There are several worrying similarities in our own family courts. Lawyers now routinely tell mothers that if they allege domestic violence they are likely to lose all contact with their children and sole custody rights given to the father. That stark choice leaves the mother no option but to agree and to try to protect her children within the limited window she has during contact.

Mothers who allege violence are often considered to be lying. Father-focused policies, though implemented with good intention continue to ignore the realities of divorce and the need to focus on the best interests of the child or children in question. They also inadvertently create bias when looking at allegations of abuse.

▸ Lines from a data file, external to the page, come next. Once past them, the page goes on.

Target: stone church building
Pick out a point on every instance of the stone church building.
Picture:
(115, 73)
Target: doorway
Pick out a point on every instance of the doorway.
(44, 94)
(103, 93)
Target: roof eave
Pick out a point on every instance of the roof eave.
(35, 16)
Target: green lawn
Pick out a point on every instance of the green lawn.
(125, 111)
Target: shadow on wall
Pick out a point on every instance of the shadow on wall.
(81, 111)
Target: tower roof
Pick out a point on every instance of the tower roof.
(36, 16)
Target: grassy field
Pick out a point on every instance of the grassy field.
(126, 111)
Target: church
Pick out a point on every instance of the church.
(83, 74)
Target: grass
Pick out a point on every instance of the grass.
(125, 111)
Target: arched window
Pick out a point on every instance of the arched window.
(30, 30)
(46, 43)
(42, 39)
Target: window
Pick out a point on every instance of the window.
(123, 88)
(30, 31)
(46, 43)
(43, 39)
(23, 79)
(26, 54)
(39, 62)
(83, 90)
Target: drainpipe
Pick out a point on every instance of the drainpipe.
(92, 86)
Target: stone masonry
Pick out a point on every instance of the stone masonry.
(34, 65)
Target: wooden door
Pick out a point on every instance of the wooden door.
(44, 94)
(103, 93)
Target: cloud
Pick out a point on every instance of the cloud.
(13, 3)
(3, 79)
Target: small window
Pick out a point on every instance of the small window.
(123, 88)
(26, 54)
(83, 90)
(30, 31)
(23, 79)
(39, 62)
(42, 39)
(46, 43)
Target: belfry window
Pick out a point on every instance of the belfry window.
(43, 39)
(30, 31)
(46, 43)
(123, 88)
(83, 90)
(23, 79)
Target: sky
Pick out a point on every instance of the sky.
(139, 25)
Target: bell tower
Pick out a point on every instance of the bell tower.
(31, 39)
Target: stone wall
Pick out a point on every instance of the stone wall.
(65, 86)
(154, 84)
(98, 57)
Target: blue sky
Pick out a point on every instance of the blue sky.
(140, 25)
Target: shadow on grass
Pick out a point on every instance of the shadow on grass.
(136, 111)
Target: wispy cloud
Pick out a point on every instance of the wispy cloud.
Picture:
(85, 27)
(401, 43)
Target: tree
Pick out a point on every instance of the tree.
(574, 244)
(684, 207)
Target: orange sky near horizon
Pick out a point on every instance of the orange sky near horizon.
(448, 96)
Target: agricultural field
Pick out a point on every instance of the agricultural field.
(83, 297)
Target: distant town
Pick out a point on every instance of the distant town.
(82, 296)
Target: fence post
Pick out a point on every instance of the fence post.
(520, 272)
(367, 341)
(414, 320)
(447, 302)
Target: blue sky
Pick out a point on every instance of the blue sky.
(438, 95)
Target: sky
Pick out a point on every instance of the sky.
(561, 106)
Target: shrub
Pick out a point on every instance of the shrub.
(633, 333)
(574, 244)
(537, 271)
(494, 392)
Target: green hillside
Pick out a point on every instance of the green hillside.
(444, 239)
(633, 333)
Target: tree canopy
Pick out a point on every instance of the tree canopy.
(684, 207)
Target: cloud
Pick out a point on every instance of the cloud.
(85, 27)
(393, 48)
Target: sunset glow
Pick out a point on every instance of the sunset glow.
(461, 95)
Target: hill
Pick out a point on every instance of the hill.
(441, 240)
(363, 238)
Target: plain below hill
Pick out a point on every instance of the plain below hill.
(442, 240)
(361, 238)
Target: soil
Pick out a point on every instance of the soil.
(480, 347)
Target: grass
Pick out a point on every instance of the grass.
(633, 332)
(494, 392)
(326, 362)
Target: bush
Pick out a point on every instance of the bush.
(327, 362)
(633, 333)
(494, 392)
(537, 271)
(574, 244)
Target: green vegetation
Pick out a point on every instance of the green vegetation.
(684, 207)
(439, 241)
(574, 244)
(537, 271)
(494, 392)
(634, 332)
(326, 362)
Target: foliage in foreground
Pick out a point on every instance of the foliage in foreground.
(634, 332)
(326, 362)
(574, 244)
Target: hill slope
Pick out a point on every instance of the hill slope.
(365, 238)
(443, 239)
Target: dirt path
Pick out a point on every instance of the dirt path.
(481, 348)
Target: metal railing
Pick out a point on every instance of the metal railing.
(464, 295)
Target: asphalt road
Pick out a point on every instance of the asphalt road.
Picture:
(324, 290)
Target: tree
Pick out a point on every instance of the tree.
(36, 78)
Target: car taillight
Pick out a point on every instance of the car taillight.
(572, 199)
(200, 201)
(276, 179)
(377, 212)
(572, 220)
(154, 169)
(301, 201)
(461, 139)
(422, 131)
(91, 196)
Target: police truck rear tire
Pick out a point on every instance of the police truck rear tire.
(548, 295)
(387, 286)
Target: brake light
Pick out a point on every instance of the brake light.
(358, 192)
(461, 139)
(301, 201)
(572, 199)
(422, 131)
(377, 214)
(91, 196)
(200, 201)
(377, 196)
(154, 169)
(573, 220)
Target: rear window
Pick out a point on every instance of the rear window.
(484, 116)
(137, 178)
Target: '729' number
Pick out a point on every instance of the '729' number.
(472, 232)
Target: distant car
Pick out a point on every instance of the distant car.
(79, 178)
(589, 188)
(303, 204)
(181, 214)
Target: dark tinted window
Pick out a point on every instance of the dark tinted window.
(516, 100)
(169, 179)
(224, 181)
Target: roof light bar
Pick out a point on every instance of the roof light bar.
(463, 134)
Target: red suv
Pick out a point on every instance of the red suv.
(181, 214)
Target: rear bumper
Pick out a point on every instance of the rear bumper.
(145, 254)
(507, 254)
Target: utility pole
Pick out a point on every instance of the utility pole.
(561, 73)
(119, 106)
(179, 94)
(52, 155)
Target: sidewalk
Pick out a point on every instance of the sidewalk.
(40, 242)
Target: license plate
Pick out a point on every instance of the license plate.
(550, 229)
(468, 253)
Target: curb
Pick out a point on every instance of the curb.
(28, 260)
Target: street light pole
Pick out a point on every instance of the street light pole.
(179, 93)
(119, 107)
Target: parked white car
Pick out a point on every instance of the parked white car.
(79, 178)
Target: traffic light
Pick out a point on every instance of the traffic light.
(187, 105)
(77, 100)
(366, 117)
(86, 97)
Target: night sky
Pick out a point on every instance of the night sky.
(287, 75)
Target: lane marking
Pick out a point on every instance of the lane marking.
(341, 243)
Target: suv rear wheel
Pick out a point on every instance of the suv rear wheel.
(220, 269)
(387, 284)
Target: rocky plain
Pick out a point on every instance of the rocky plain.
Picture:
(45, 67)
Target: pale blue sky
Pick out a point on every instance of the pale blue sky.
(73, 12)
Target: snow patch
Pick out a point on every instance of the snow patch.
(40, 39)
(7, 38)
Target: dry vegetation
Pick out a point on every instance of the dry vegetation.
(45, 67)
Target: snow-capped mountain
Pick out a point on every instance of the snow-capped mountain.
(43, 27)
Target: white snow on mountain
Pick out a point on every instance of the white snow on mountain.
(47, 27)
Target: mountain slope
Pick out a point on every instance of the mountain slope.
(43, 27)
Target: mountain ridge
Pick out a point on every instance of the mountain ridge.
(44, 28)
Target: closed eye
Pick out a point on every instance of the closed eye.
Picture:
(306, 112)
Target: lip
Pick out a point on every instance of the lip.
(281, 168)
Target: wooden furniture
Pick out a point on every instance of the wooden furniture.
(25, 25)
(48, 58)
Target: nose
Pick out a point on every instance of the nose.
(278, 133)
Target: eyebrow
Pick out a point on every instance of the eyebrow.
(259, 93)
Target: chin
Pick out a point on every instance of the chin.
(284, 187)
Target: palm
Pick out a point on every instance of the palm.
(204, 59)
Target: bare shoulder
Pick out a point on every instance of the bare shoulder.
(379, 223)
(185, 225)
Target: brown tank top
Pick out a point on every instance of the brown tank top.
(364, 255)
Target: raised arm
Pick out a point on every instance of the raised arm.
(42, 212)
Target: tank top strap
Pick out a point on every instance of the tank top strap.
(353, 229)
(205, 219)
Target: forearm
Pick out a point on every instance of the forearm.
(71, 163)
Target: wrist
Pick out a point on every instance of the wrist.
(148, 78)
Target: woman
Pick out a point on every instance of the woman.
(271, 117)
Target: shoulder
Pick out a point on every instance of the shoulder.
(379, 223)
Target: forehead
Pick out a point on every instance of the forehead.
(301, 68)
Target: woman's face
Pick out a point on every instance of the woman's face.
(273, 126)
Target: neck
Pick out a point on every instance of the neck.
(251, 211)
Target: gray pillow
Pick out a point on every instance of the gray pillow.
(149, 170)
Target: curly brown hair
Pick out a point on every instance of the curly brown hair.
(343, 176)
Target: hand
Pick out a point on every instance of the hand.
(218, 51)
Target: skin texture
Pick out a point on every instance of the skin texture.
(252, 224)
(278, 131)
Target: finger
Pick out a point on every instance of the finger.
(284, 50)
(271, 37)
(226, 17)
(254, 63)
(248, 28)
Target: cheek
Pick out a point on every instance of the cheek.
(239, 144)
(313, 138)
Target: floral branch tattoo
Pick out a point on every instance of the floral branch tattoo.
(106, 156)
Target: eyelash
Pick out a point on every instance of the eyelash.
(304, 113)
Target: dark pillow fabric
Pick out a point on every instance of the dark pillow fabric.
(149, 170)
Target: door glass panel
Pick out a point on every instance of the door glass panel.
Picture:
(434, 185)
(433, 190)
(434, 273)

And most importantly, the voice of the child continues to be shunned. This is due to a family law judiciary which is in the main outdated and child un-friendly, as well as a lack of proper training and understanding when it comes to child development and incorporating children’s genuine needs within the process.

So what can we do? The article goes on to explain that social work in this field is incredibly complex and requires a highly sophisticated level of training. It is an incredibly difficult job to work out who is telling the truth, which allegations are real and what children really need during this time.

That job becomes even more difficult when violence or child sexual abuse is involved, and all too often signs of unwilling by a child to be with the abusive parent are seen as responses to pressure from the parent alleging the abuse. How can we expect professionals to get to the heart of these issues without rigorous training?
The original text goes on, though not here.